Trich's are what have all the THC in them and get you high they are OIL based the rest of the plant is water based. SO all the trich's sink to the bottem because they are more dense than the water in the bucket. So that stuff floating on the top isnt going to get you high...


----------



## Slartibartfast (Dec 12, 2008)

Aren't trichs just little containers full of the good stuff?  Oil always floats on water, so if a lot of trichomes had leaked their resin out, maybe it would be floating.  
Just a wild guess, but if, as thc said, they are oil based... could happen, I guess.


----------



## thc is good for me (Dec 13, 2008)

Yea now im confused. I know all the Trich's float to the bottem of the bag with bubblebags and i know that the reason that bubblebags work is because trich's are oil based but that is true about oil bieng less dense than water. IDK I dont get it.


About the trichs leaking resin there not like that they dont have any liquid in them if they did you would get your keif box all wet.


----------



## That crazy vancouver guy (Dec 13, 2008)

thc is good for me said:
			
		

> Yea now im confused. I know all the Trich's *float to the bottem*
> 
> :huh:? ... now I am too...I think u mean, they *sink *to the bottom...


----------



## Slartibartfast (Dec 15, 2008)

To clarify my theory from above:  Trichomes are little containers full of resin, oily resin if what you say is correct.  The full trichome is heavier than water so it sinks.  But if some resin escapes, then the free resin (oil) does what oil does best... floats.

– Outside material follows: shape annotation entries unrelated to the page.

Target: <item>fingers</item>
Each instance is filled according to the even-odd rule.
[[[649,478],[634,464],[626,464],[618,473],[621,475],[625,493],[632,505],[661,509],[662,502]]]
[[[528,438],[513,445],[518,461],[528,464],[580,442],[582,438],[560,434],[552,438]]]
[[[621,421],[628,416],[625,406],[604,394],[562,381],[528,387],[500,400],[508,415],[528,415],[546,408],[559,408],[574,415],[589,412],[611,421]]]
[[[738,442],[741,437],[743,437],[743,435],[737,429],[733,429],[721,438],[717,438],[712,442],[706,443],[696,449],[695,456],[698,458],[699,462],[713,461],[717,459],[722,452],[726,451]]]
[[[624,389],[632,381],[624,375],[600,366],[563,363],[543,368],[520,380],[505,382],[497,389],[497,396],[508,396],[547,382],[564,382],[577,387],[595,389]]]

I'm only basing this on the fact that you say the resin is oil based.  Before this thread, I'd never heard that, so I'm just stating the facts of chemistry as if the part about being oily is correct.


----------



## nvthis (Dec 17, 2008)

I think that, if done right, any thc oils would not become loose in the first place as the medium (in this case ice+water=ice water/coooold) wouldn't allow it. If you are using bubble bags then the last bag should catch anything small enough to save. That is all. If this is in doubt then skim off a teaspoon and give it a whirl. If it blows your socks off then throw in a cube of butter and toss it on the stove. The fact that there may be some oiliness does not make it contain thc automatically. Plants manufacture and contain oils. Give it a lick and let us know.


----------